The demand for gold has been dwindling in China since the COVID-19 pandemic began. Today, this situation has not improved in the slightest. One positive outcome is how this allows traders and brokers to scoop up gold at a price well below the global market value.
The China Discount Deepens
It is always interesting to see how different parts of the world respond to gold. China has been hit fairly hard in this regard. Demand for the precious metal keeps dwindling and shows no signs of picking up. This forces local brokers to sell their gold stock at a discount. Taking advantage of this widening price gap can be very beneficial for international players.
More specifically, the current gold price in China is lower than the global average. Achieving a discount of up to $100 per ounce is not abnormal. Just last week, the average discount was closer to $70 per ounce. Liquidating at a discount has been going on in the country since February of 2020.
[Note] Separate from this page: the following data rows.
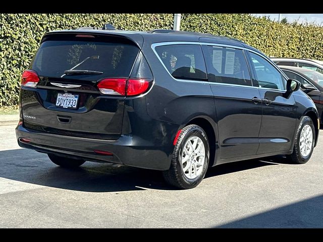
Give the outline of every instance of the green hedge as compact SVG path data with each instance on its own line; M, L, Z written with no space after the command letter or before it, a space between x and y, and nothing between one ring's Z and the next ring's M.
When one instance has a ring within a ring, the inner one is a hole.
M269 56L323 59L323 29L248 14L183 14L182 30L236 38ZM172 29L173 14L0 14L0 107L17 103L19 81L46 32L110 23L119 29Z

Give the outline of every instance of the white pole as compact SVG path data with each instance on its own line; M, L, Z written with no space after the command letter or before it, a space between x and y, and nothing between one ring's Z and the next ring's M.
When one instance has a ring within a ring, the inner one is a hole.
M174 16L174 30L179 30L181 27L181 14L175 14Z

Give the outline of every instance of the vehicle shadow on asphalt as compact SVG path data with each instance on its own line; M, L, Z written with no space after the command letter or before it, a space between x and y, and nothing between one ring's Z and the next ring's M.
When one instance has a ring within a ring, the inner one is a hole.
M323 196L280 207L215 228L321 228Z
M210 177L284 163L284 157L249 160L209 169ZM0 177L32 184L88 192L147 189L176 190L166 185L159 171L87 162L76 169L58 167L46 155L25 149L0 151Z

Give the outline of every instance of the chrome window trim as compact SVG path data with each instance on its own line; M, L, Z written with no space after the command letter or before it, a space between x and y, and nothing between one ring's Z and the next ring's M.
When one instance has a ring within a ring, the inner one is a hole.
M299 77L301 77L302 78L303 78L304 80L305 80L305 82L306 82L308 84L309 84L309 85L310 85L311 86L312 86L313 87L314 87L316 90L317 91L319 91L319 90L318 90L316 87L315 87L315 86L314 86L312 83L311 83L310 82L309 82L308 81L307 81L306 79L305 79L304 78L303 78L302 76L301 76L300 75L299 75L298 73L296 73L296 72L294 72L292 71L290 71L289 70L285 70L285 71L286 71L286 72L291 72L292 73L294 74L295 75L296 75L297 76L298 76Z
M229 84L227 84L227 83L218 83L218 82L209 82L208 81L194 81L194 80L192 80L179 79L177 79L177 78L175 78L173 76L172 76L172 74L168 71L168 69L167 69L166 66L164 65L164 63L163 62L163 60L162 60L162 59L160 58L159 56L158 55L158 53L157 53L157 52L156 51L156 50L155 49L155 48L156 47L157 47L157 46L162 46L162 45L174 45L174 44L196 44L196 45L200 45L201 46L201 47L202 47L202 45L211 45L211 46L219 46L219 47L228 47L228 48L235 48L235 49L238 49L245 50L246 51L248 51L251 52L252 53L254 53L255 54L257 54L257 55L259 55L260 56L264 58L265 59L266 59L267 61L268 61L268 62L269 62L270 64L271 64L272 65L272 66L273 66L273 67L274 68L275 68L278 71L278 72L279 72L280 73L282 74L283 75L283 76L285 77L285 78L286 78L286 80L288 79L288 78L286 76L286 75L283 72L283 71L282 70L281 70L279 69L279 68L278 68L276 65L276 64L275 64L275 63L274 63L273 60L272 60L270 58L267 57L265 55L263 55L263 54L261 54L260 53L258 53L257 51L255 51L254 50L253 50L252 49L249 49L248 48L246 48L246 47L242 47L242 46L232 45L230 45L230 44L218 44L218 43L208 43L208 42L196 42L196 41L192 41L192 42L190 42L190 41L168 41L168 42L160 42L154 43L153 44L152 44L151 46L151 49L152 49L152 51L155 53L155 55L156 55L156 56L157 56L157 58L158 58L158 59L159 60L159 62L160 62L160 63L162 63L162 65L163 65L164 68L165 69L165 70L166 70L167 73L172 77L172 78L173 80L175 80L175 81L177 81L178 82L190 82L190 83L201 83L201 84L212 84L212 85L224 85L224 86L244 87L253 88L265 89L265 90L272 90L280 91L283 91L283 92L286 92L286 90L274 89L273 89L273 88L263 88L263 87L255 87L254 86L245 86L245 85L243 85ZM274 65L273 65L273 64L274 64ZM248 64L248 63L247 63L247 65L248 66L248 68L250 68L250 67L249 67L249 64Z

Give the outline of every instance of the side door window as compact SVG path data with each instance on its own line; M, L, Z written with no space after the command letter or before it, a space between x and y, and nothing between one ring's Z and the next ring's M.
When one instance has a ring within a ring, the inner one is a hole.
M249 53L259 87L285 90L286 82L283 75L264 58L254 53Z
M203 45L208 81L252 86L243 51L234 48Z
M307 63L298 63L298 67L301 67L302 68L306 68L306 69L312 70L318 72L320 73L323 74L323 70L315 67L313 65L308 64Z
M156 46L155 50L174 78L207 80L205 64L200 45L170 44Z
M289 67L296 67L297 64L293 62L274 62L277 66L288 66Z

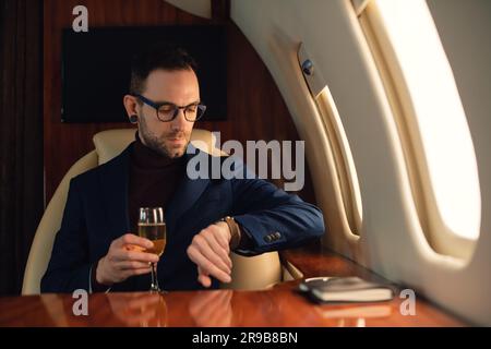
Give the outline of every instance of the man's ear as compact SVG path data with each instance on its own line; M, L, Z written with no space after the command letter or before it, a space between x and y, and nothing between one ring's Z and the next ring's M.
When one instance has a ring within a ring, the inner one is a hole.
M137 100L136 97L131 95L124 95L123 97L124 109L127 110L128 118L132 116L137 116Z

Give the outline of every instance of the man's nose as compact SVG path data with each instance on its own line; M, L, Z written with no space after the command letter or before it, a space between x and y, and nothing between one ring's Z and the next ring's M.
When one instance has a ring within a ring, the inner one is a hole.
M184 117L184 109L178 109L178 115L171 121L172 130L183 130L188 121Z

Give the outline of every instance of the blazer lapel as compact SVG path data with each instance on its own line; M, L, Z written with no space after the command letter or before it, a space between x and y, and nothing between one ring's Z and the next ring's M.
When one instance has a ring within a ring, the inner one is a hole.
M115 238L130 232L130 219L128 216L128 177L130 169L130 144L110 166L106 167L101 176L101 190L105 200L108 229ZM109 165L109 164L108 164ZM133 231L136 233L136 231Z
M194 148L192 144L189 145ZM116 157L110 166L106 167L104 176L101 176L101 190L105 200L108 229L113 238L118 238L130 232L130 221L128 215L128 183L130 169L130 144L118 157ZM200 154L200 149L194 148L194 154L185 153L185 166L191 158ZM109 164L108 164L109 165ZM211 183L209 176L206 179L190 179L184 173L176 192L165 207L165 216L167 226L173 230L175 225L200 198L206 186ZM136 231L133 231L136 233Z
M189 147L192 147L193 149L195 149L195 152L194 154L185 153L184 156L187 167L190 159L194 156L197 156L201 152L192 144L189 144ZM188 172L185 171L184 178L179 183L171 200L167 204L166 220L169 229L173 230L173 225L177 224L179 218L182 217L194 205L194 203L203 194L209 182L209 176L206 179L190 179L188 177Z

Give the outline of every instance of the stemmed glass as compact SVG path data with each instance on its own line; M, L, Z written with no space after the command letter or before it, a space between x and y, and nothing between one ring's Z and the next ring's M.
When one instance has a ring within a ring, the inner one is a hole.
M139 215L139 236L151 240L154 243L152 249L146 250L148 253L161 256L166 248L166 221L164 218L163 207L141 207ZM152 285L149 291L160 292L158 286L158 277L155 270L155 263L152 263Z

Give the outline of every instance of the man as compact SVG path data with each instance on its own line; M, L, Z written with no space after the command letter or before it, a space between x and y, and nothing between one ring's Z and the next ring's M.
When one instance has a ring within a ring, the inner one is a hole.
M71 180L43 292L147 290L151 262L166 290L217 288L230 281L230 250L254 255L322 236L319 208L267 181L188 177L191 131L205 107L185 51L167 45L136 56L130 89L123 104L136 140ZM152 206L165 207L160 258L131 233L139 207Z

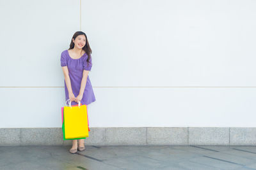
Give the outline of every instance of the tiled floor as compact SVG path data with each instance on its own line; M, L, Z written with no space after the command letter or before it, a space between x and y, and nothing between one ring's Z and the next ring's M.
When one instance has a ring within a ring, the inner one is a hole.
M256 146L0 146L0 169L256 169Z

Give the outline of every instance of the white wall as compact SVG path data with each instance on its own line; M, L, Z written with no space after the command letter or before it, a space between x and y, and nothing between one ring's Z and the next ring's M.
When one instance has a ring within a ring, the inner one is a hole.
M79 1L0 1L0 128L61 127ZM255 127L256 1L82 0L90 127Z

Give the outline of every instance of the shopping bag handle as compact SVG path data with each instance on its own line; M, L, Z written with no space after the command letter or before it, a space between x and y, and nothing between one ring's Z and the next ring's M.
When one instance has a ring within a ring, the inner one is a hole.
M68 99L67 100L66 105L67 105L67 101L68 101L68 106L70 107L70 108L72 108L70 99ZM81 105L81 101L78 101L78 107L79 108L80 108L80 105Z

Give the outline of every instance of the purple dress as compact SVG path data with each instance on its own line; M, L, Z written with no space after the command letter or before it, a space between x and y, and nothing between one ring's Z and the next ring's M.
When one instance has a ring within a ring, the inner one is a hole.
M61 53L60 62L61 67L67 66L68 69L68 74L70 78L71 87L73 91L73 94L75 97L77 97L79 94L81 82L83 78L83 70L91 71L92 68L92 57L87 66L86 59L88 55L86 53L83 55L79 59L74 59L69 55L68 50L64 50ZM68 91L67 87L66 82L65 81L65 92L66 96L66 101L69 99ZM85 86L84 94L83 95L82 100L81 101L81 104L88 105L90 103L95 101L95 97L94 96L93 90L91 81L90 81L89 75L87 77L86 84ZM72 101L71 105L77 104L77 103Z

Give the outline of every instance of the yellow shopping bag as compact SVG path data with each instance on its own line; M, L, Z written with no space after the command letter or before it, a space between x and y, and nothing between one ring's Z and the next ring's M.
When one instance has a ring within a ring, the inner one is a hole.
M87 138L89 136L87 106L64 106L65 137L66 139Z

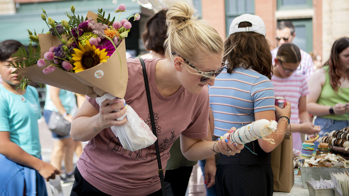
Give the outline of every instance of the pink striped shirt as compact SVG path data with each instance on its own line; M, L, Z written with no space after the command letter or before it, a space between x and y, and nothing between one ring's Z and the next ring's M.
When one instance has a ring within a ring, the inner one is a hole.
M274 65L274 59L276 57L277 51L279 47L275 48L272 50L272 55L273 55L273 65ZM302 59L300 61L301 68L299 67L297 68L296 72L300 73L304 75L306 78L306 81L309 80L309 78L314 73L314 63L313 62L313 59L309 53L305 51L300 49L300 56Z
M306 79L304 76L295 72L290 76L281 78L274 75L272 77L272 83L274 86L275 96L284 97L291 103L292 113L290 122L299 124L299 112L298 108L299 99L309 93ZM302 149L302 140L299 133L292 133L293 135L293 148Z

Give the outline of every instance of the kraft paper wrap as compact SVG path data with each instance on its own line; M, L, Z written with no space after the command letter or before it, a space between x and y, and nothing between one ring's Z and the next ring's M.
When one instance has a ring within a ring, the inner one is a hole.
M97 15L89 11L87 17L95 19ZM41 48L41 58L45 53L52 46L57 46L61 43L55 36L50 33L38 35ZM63 36L67 40L67 37ZM120 58L116 51L107 59L106 62L99 64L92 68L77 73L68 72L56 68L54 71L45 74L43 70L50 65L39 67L37 65L19 69L17 72L32 81L45 84L78 94L87 95L92 98L100 97L109 93L120 99L123 99L126 92L128 79L125 39L117 47ZM120 59L121 59L120 63ZM100 78L95 77L95 73L102 73Z

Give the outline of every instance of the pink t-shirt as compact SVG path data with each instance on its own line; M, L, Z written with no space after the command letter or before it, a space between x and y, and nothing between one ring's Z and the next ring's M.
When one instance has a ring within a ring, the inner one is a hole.
M274 86L275 96L284 97L291 103L291 118L290 122L299 124L299 112L298 105L301 97L309 94L309 89L305 76L295 72L290 76L281 78L275 76L272 76L272 83ZM292 128L292 127L291 127ZM293 133L293 148L299 150L302 148L300 133Z
M144 60L162 168L170 158L169 151L182 134L192 138L208 135L209 98L207 88L194 95L182 86L172 96L164 97L155 81L159 59ZM142 67L138 59L127 60L128 81L124 99L151 127ZM87 100L97 110L94 99ZM125 150L110 128L91 140L84 148L77 168L88 182L112 195L147 195L161 188L154 145L131 152Z

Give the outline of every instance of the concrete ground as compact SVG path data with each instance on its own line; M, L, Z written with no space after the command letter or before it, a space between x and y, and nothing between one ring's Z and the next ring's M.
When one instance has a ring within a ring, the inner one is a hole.
M40 143L41 144L41 155L43 160L47 163L50 162L50 157L52 150L52 135L51 131L47 128L47 126L45 122L45 119L43 117L39 120L39 132L40 138ZM73 159L73 163L74 164L74 168L76 165L76 161L78 160L77 157L74 154ZM62 164L62 169L64 169L64 164ZM68 196L70 195L70 192L72 190L73 186L67 187L62 187L63 193L64 196ZM47 193L49 196L52 196L52 192L50 189L48 182L46 183L46 187L47 188Z

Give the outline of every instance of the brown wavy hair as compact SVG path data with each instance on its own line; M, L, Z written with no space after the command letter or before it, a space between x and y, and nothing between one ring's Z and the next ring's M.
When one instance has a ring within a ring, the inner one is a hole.
M147 20L144 26L145 30L141 35L147 50L165 54L164 43L166 39L167 12L163 9Z
M248 22L242 22L238 28L251 27ZM269 44L262 35L254 32L238 32L231 35L224 41L227 61L227 72L231 73L235 66L242 65L251 68L269 79L272 77L273 57Z
M336 40L331 48L329 59L324 65L324 66L329 66L328 73L331 86L336 91L338 90L338 86L341 84L339 80L342 76L345 75L344 69L339 59L339 53L348 47L349 47L349 38L344 37ZM349 76L345 76L348 77Z

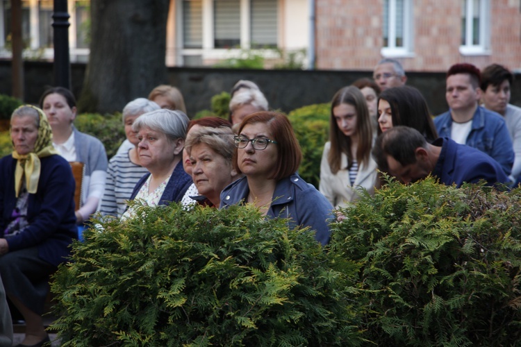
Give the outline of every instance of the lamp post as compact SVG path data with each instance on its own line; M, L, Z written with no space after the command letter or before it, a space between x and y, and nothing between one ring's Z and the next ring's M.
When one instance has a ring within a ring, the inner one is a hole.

Consumer demand for bullion remains well below expectations. During tough financial times like these, there are plenty of other concerns to address first. Ensuring one can survive becomes the top priority. Investing in gold has clearly taken a backseat. It is likely this situation will remain in this state until a coronavirus vaccine is found.
One positive note is how jewelry manufacturers showed a slight increase in demand. This has to do with an upcoming national festival in late August. Other than that, there is very little to get excited about. Dwindling investment demand remains a pressing problem.
India’s Premium is Lowering
A very different situation exists in India and Singapore. Both countries still maintain a premium for buying physical gold. That rate has undergone some changes. In India, premiums have decreased by as much as 50% per ounce. In Singapore, they remain near the $1 mark per ounce, which is virtually neglectable,
The bigger question is how the market will evolve over the coming months. With no financial certainty to speak of, the safe haven assets will often benefit as a result. As the US Dollar weakens even further, the demand for alternatives will remain as strong as it was.